Caso as duas bancas não aprovem a foto, o candidato é automaticamente chamado para uma verificação adicional. Se ele ingressou pela Fuvest, a reunião será presencial; se for aluno aprovado pelo Provão Paulista ou do Enem, virtual.
A análise é feita por uma única comissão, composta por cinco membros que já participaram da etapa anterior. O estudante precisa ter a matrícula liberada pela maioria simples dos integrantes da banca, ou seja, três dos cinco membros.
O aluno que for reprovado pode apresentar um recurso, que será avaliado por uma “banca recursal”, formada por cinco professores.
As bancas são todas iguais?
Não. A lei de reserva de vagas por cotas é nacional, mas cada universidade tem liberdade para montar a sua própria banca examinadora e definir seus critérios para o aceite dos estudantes.
+ "Pagamento de dívida histórica", diz Lula ao assinar pacote de medidas para igualdade racial
Aluno perdeu vaga
Glauco Dalalio do Livramento, de 17 anos, foi aprovado no curso de direito da USP por meio da nota obtida no Provão Paulista. Ele conseguiu a vaga pela política de cotas, já que se autodeclara pardo.
O estudante teve a matrícula negada após a Comissão de Heteroidentificação da USP avaliar que ele não tinha características fenotípicas compatíveis com uma pessoa parda. Ele foi avaliado em uma banca virtual.
"O candidato tem pele clara, boca e lábios afilados, cabelos lisos, não apresentando o conjunto de características fenotípicas de pessoa negra", diz o parecer da comissão.
Em decisão liminar, o juiz Randolfo Ferraz de Campos argumentou que a análise feita por videochamada "ofende a isonomia". "Imagens geradas por equipamentos eletrônicos não são necessariamente fiéis à realidade", diz o magistrado.
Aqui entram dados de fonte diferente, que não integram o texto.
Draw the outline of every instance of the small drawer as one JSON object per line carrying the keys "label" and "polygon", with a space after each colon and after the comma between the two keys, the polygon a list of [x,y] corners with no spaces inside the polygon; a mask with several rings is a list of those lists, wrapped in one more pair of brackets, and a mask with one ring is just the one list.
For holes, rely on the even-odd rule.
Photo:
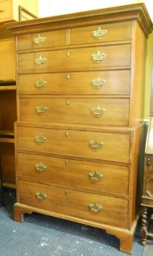
{"label": "small drawer", "polygon": [[21,121],[127,126],[128,98],[20,99]]}
{"label": "small drawer", "polygon": [[11,0],[0,1],[0,22],[13,20]]}
{"label": "small drawer", "polygon": [[23,180],[19,180],[19,195],[20,203],[42,210],[127,227],[125,199]]}
{"label": "small drawer", "polygon": [[129,162],[130,135],[125,133],[17,126],[17,148]]}
{"label": "small drawer", "polygon": [[70,45],[130,40],[131,22],[71,28],[70,33]]}
{"label": "small drawer", "polygon": [[17,50],[37,49],[66,45],[66,31],[61,29],[18,35]]}
{"label": "small drawer", "polygon": [[129,95],[130,70],[19,75],[20,94]]}
{"label": "small drawer", "polygon": [[130,64],[130,44],[18,54],[20,72],[100,70],[104,67],[128,67]]}
{"label": "small drawer", "polygon": [[129,167],[125,166],[18,153],[17,169],[19,175],[38,180],[128,193]]}

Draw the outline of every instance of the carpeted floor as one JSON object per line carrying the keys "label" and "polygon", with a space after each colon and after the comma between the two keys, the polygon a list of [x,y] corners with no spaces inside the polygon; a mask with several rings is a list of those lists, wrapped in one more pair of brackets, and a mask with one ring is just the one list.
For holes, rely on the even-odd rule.
{"label": "carpeted floor", "polygon": [[[125,256],[119,240],[105,230],[34,213],[23,223],[13,221],[15,191],[4,191],[6,206],[0,209],[1,256]],[[132,256],[142,256],[138,228]]]}

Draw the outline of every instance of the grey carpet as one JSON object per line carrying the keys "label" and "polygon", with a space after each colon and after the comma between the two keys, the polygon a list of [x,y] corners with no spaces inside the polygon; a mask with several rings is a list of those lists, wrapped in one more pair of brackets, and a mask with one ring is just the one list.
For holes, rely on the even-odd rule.
{"label": "grey carpet", "polygon": [[[0,209],[1,256],[125,256],[119,240],[105,230],[33,213],[22,223],[13,221],[15,191],[4,192],[6,206]],[[141,256],[144,247],[137,228],[132,256]]]}

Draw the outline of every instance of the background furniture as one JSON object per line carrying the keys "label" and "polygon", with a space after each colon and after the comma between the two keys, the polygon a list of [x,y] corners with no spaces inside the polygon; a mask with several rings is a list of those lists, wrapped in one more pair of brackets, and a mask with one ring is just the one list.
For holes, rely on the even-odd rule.
{"label": "background furniture", "polygon": [[[15,42],[4,23],[38,15],[38,1],[0,0],[0,157],[3,186],[15,188],[14,123],[17,120]],[[30,12],[29,12],[30,11]],[[32,14],[31,13],[33,13]]]}
{"label": "background furniture", "polygon": [[[152,94],[151,102],[152,101]],[[152,102],[151,104],[151,113],[152,114]],[[142,198],[142,217],[141,228],[141,244],[145,246],[146,237],[153,237],[153,233],[148,231],[151,211],[153,209],[153,117],[150,117],[146,142],[143,193]]]}
{"label": "background furniture", "polygon": [[141,199],[146,40],[152,29],[145,5],[8,28],[18,60],[15,220],[35,211],[103,228],[131,253]]}

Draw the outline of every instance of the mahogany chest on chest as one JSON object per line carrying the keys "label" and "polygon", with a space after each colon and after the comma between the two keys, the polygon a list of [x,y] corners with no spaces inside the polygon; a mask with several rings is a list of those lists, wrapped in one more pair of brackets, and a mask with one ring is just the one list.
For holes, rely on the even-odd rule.
{"label": "mahogany chest on chest", "polygon": [[8,27],[17,60],[15,220],[35,211],[102,228],[131,252],[152,30],[144,5]]}

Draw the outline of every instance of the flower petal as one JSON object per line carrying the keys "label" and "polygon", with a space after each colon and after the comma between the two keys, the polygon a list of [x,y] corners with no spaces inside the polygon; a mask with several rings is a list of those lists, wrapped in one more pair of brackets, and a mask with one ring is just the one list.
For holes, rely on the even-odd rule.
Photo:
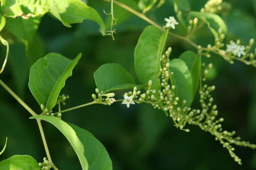
{"label": "flower petal", "polygon": [[129,101],[129,102],[132,104],[135,104],[135,103],[134,102],[133,102],[132,100],[130,100]]}
{"label": "flower petal", "polygon": [[128,96],[127,95],[127,94],[124,94],[124,98],[125,98],[125,99],[127,100],[129,98],[129,97],[128,97]]}

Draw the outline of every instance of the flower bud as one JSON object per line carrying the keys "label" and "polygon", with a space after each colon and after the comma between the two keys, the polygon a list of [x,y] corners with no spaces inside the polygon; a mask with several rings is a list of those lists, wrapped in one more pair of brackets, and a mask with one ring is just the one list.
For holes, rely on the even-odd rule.
{"label": "flower bud", "polygon": [[148,89],[150,89],[152,86],[152,81],[151,80],[148,81]]}
{"label": "flower bud", "polygon": [[254,43],[254,39],[251,38],[250,40],[250,42],[249,42],[249,45],[252,46],[253,45]]}
{"label": "flower bud", "polygon": [[195,26],[196,26],[198,23],[198,18],[197,17],[194,18],[194,20],[193,20],[193,22],[194,23],[194,25]]}
{"label": "flower bud", "polygon": [[100,90],[99,90],[99,89],[96,88],[95,89],[95,92],[96,92],[96,94],[99,94],[100,93]]}
{"label": "flower bud", "polygon": [[92,97],[92,99],[93,99],[93,100],[96,100],[96,99],[97,99],[97,96],[95,94],[91,94],[91,97]]}
{"label": "flower bud", "polygon": [[106,94],[103,94],[102,95],[106,97],[112,97],[115,96],[115,94],[114,93],[109,93]]}

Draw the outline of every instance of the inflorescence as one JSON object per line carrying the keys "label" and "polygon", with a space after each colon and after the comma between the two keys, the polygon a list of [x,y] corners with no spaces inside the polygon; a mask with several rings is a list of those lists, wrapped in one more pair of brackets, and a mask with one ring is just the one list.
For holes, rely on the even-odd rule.
{"label": "inflorescence", "polygon": [[256,145],[248,142],[241,141],[239,136],[234,137],[236,134],[234,131],[228,132],[222,128],[221,123],[223,121],[224,119],[217,118],[217,106],[213,104],[213,98],[210,95],[210,93],[215,89],[215,86],[202,85],[203,82],[206,80],[209,71],[212,68],[212,64],[210,64],[206,67],[204,63],[202,64],[203,70],[201,71],[201,85],[199,90],[201,108],[193,109],[186,106],[186,100],[181,101],[179,97],[175,96],[173,91],[175,87],[170,85],[170,79],[174,75],[174,73],[170,72],[169,69],[169,58],[171,51],[171,48],[169,48],[161,58],[161,90],[156,91],[152,89],[152,83],[155,82],[150,80],[146,93],[139,96],[141,91],[137,91],[137,88],[135,87],[133,91],[125,94],[125,101],[126,98],[130,97],[136,103],[144,102],[151,104],[154,108],[163,110],[173,119],[175,127],[185,132],[190,131],[189,129],[185,128],[187,124],[199,126],[202,130],[209,132],[214,136],[215,139],[228,149],[235,161],[241,164],[241,159],[234,153],[235,148],[232,145],[234,144],[253,149],[256,148]]}

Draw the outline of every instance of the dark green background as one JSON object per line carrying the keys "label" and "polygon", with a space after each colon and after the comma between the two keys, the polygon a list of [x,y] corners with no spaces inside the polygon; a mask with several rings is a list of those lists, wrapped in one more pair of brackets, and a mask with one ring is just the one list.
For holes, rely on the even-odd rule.
{"label": "dark green background", "polygon": [[[165,17],[175,15],[171,1],[166,1],[160,8],[147,15],[161,25],[165,24]],[[207,0],[189,1],[192,10],[199,10]],[[232,10],[222,16],[229,29],[227,42],[240,38],[247,44],[250,38],[256,38],[254,1],[227,1],[232,5]],[[106,17],[103,9],[109,11],[109,4],[89,0],[89,5]],[[38,34],[43,41],[45,53],[59,52],[72,59],[79,52],[83,54],[62,92],[71,97],[63,108],[92,101],[91,94],[95,88],[93,73],[101,64],[119,63],[136,77],[134,50],[148,24],[134,16],[126,16],[128,19],[125,22],[121,22],[121,19],[117,21],[114,41],[110,36],[101,36],[98,26],[92,22],[85,21],[69,28],[49,15],[43,17]],[[181,29],[178,26],[176,31]],[[204,46],[213,41],[207,28],[201,29],[197,37],[193,41]],[[188,44],[170,36],[167,45],[173,48],[172,58],[178,57],[187,50],[195,51]],[[35,49],[42,50],[39,45]],[[4,49],[1,47],[1,60]],[[203,60],[214,65],[208,83],[217,87],[212,95],[219,116],[225,120],[224,128],[235,130],[243,139],[256,143],[256,68],[237,61],[230,65],[213,55]],[[6,69],[0,78],[39,112],[40,108],[27,85],[28,74],[24,47],[14,42],[10,47]],[[122,98],[123,94],[118,93],[116,98]],[[29,114],[1,87],[0,96],[0,146],[3,146],[5,137],[9,137],[6,151],[0,160],[14,154],[29,154],[42,162],[46,155],[36,121],[29,119]],[[193,103],[195,108],[200,107],[198,99]],[[148,105],[132,105],[128,109],[120,102],[111,106],[95,105],[63,115],[63,120],[89,130],[101,141],[112,159],[114,170],[256,169],[256,151],[236,147],[236,153],[243,163],[238,165],[210,134],[194,126],[188,127],[190,133],[181,131],[163,112]],[[56,165],[61,170],[81,169],[74,152],[61,133],[48,123],[43,122],[43,125]]]}

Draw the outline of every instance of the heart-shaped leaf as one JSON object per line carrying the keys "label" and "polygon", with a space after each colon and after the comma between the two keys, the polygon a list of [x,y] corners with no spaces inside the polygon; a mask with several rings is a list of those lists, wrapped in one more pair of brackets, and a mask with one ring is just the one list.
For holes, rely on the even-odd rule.
{"label": "heart-shaped leaf", "polygon": [[191,74],[193,82],[193,100],[199,84],[201,71],[201,58],[192,51],[187,51],[183,53],[179,58],[185,62]]}
{"label": "heart-shaped leaf", "polygon": [[28,87],[39,105],[44,105],[48,110],[55,106],[66,80],[72,75],[81,55],[79,54],[71,60],[61,54],[50,53],[31,67]]}
{"label": "heart-shaped leaf", "polygon": [[94,72],[93,76],[97,87],[104,93],[137,86],[130,74],[119,64],[103,64]]}
{"label": "heart-shaped leaf", "polygon": [[222,19],[217,14],[207,12],[191,11],[189,14],[197,17],[204,22],[215,37],[219,38],[218,30],[221,29],[224,33],[227,33],[227,26]]}
{"label": "heart-shaped leaf", "polygon": [[38,163],[29,155],[14,155],[0,162],[1,170],[41,170]]}
{"label": "heart-shaped leaf", "polygon": [[189,107],[193,101],[193,83],[187,65],[182,60],[174,59],[170,61],[170,69],[174,72],[171,82],[175,86],[174,89],[175,96],[180,98],[178,105],[181,106],[182,101],[185,100],[186,105]]}
{"label": "heart-shaped leaf", "polygon": [[74,149],[83,170],[111,170],[112,162],[102,144],[91,133],[54,116],[37,116],[54,125]]}
{"label": "heart-shaped leaf", "polygon": [[135,71],[140,83],[147,83],[151,80],[152,88],[156,91],[161,88],[160,58],[168,33],[168,30],[163,32],[154,26],[147,26],[140,35],[134,52]]}

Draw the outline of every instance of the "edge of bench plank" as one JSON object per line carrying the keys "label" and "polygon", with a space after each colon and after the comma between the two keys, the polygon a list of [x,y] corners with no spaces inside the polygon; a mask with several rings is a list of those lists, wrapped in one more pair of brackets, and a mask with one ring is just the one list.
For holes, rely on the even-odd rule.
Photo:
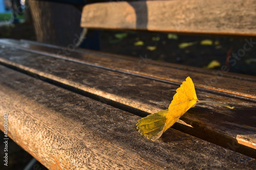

O juiz ainda destacou que "não se pode mesmo olvidar que o autor é simplesmente filho de pessoa de raça negra". A USP não utiliza critérios de ancestralidade para confirmar a autodeclaração.
A universidade tem o prazo de 72 horas para cumprir a decisão. Ainda cabe recurso.
Outros casos levados à Justiça
Pelo menos outros dois estudantes que participaram de uma banca virtual de heteroidentificação também tiveram suas matrículas negadas pela USP por não possuírem características físicas típicas de negros. Eles contestam a decisão.
O reitor da USP, em entrevista para a Folha de S. Paulo, disse que a universidade vai corrigir e aprimorar as análises. Segundo ele, as bancas virtuais foram criadas para "facilitar a conversa com estudantes que moram longe de São Paulo".
+ "Diferenças não podem significar desigualdade de oportunidades e direitos", diz Anielle Franco
Cotas na USP
A USP adota as cotas para alunos autodeclarados pretos, pardos ou indígenas nos cursos de graduação desde 2018. A Comissão de Heteroidentificação, criada em 2022 e implantada no vestibular de 2023, era uma demanda de estudantes negros, para prevenir fraudes.
"Desde a adoção, a universidade recebeu cerca de 200 denúncias de supostas fraudes na autodeclaração. Em 2020, houve a invalidação de matrícula de um aluno do Instituto de Relações Internacionais (IRI), por fraudes racial e socioeconômica. No ano passado, foram invalidadas as matrículas de seis estudantes matriculados na Faculdade de Medicina (FM), na Faculdade de Odontologia de Bauru (FOB) e na Escola de Enfermagem (EE)", diz a USP.